Training a Surrogate Model from WarpX Data
Suppose we have a WarpX simulation that we wish to replace with a neural network surrogate model. For example, a simulation determined by the following input script
In this section we walk through a workflow for data processing and model training, using data from this input script as an example.
The simulation output is stored in an online Zenodo archive, in the lab_particle_diags
directory.
In the example scripts provided here, the data is downloaded from the Zenodo archive, properly formatted, and used to train a neural network.
This workflow was developed and first presented in Sandberg et al. [1], Sandberg et al. [2].
It assumes you have an up-to-date environment with PyTorch and openPMD.
Data Cleaning
It is important to inspect the data for artifacts, to check that input/output data make sense. If we plot the final phase space of the particle beam, shown in Fig. 22. we see outlying particles. Looking closer at the z-pz space, we see that some particles were not trapped in the accelerating region of the wake and have much less energy than the rest of the beam.
To assist our neural network in learning dynamics of interest, we filter out these particles.
It is sufficient for our purposes to select particles that are not too far back, setting
particle_selection={'z':[0.280025, None]}
.
After filtering, we can see in Fig. 23 that the beam phase space projections are much cleaner – this is the beam we want to train on.
A particle tracker is set up to make sure we consistently filter out these particles from both the initial and final data.
iteration = ts.iterations[survivor_select_index]
pt = ParticleTracker(
ts, species=species, iteration=iteration, select=particle_selection
)
This data cleaning ensures that the particle data is distributed in a single blob, as is optimal for training neural networks.
Create Normalized Dataset
Having chosen training data we are content with, we now need to format the data, normalize it, and store the normalized data as well as the normalizations. The script below will take the openPMD data we have selected and format, normalize, and store it.
Load openPMD Data
First the openPMD data is loaded, using the particle selector as chosen above. The neural network will make predictions from the initial phase space coordinates, using the final phase space coordinates to measure how well it is making predictions. Hence we load two sets of particle data, the source and target particle arrays.
iteration = ts.iterations[source_index]
source_data = ts.get_particle(
species=species,
iteration=iteration,
var_list=["x", "y", "z", "ux", "uy", "uz"],
select=pt,
)
iteration = ts.iterations[target_index]
target_data = ts.get_particle(
species=species,
iteration=iteration,
var_list=["x", "y", "z", "ux", "uy", "uz"],
select=pt,
)
Normalize Data
Neural networks learn better on appropriately normalized data.

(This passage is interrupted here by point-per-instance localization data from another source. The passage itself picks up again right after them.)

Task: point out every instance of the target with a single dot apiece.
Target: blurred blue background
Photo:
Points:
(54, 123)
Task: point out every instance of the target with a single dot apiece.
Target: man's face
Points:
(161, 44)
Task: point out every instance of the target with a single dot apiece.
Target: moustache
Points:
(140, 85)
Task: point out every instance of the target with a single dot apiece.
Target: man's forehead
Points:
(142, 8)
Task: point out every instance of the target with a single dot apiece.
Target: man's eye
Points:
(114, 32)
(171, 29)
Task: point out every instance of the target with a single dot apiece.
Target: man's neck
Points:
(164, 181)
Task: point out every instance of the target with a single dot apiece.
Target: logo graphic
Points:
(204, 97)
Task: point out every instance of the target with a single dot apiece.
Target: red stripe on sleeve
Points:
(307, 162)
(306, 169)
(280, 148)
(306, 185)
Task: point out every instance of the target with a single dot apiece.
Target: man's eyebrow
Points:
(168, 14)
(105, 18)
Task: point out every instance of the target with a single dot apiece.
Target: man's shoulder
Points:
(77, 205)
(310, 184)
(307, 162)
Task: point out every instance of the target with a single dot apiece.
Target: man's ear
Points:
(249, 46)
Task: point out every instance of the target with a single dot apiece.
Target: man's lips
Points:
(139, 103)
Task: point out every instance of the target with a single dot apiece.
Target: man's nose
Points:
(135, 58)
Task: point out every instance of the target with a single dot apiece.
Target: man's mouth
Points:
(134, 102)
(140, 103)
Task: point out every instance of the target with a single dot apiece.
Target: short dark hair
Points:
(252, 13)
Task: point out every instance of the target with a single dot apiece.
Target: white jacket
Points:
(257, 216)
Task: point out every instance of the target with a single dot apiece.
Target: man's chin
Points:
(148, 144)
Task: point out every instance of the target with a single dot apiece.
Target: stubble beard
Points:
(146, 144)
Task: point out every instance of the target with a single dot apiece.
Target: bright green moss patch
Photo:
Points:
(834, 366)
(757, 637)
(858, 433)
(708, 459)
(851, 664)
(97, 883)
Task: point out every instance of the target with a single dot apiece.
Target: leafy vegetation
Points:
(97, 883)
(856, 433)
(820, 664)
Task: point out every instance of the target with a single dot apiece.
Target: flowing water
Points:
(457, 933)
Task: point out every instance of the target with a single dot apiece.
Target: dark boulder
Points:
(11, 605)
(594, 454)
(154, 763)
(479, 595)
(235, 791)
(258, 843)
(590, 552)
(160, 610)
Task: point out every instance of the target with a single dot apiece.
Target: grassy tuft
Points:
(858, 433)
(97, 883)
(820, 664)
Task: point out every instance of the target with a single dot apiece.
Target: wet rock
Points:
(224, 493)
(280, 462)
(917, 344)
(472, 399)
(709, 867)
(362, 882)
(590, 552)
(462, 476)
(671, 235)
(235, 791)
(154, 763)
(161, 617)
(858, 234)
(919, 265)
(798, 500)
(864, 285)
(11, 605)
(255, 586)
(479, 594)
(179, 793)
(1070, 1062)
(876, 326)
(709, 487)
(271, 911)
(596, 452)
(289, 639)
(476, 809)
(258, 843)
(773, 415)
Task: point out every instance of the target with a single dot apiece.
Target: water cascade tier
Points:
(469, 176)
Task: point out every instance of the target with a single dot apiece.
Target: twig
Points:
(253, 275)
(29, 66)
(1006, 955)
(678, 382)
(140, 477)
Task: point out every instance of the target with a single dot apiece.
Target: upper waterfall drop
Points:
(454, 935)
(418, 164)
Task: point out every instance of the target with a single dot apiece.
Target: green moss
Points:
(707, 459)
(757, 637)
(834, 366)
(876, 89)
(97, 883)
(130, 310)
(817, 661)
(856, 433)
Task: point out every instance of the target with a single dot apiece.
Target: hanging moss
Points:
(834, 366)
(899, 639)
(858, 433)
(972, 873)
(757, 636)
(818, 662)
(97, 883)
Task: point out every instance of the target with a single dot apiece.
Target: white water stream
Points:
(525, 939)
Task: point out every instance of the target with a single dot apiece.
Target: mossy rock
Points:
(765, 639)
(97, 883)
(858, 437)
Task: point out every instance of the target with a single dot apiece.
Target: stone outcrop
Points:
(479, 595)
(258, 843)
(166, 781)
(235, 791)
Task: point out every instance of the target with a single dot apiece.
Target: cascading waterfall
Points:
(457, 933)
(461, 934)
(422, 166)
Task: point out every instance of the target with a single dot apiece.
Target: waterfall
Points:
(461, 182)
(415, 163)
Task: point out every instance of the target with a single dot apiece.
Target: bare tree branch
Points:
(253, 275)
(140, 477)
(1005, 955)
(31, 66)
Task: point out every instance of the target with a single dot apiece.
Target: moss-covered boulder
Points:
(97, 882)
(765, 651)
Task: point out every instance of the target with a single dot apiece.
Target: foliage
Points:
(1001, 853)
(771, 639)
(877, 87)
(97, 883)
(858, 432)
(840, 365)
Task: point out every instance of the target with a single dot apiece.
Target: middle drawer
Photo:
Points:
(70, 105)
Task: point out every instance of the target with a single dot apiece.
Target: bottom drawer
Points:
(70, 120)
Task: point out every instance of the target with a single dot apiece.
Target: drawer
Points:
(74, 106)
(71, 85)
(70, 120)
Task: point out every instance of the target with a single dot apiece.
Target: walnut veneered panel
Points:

Here we subtract out the mean in each coordinate direction and divide by the standard deviation in each coordinate direction, for normalized data that is centered on the origin with unit variance.
target_means = np.zeros(6)
target_stds = np.zeros(6)
source_means = np.zeros(6)
source_stds = np.zeros(6)
for jj in range(6):
source_means[jj] = source_data[jj].mean()
source_stds[jj] = source_data[jj].std()
source_data[jj] -= source_means[jj]
source_data[jj] /= source_stds[jj]
for jj in range(6):
target_means[jj] = target_data[jj].mean()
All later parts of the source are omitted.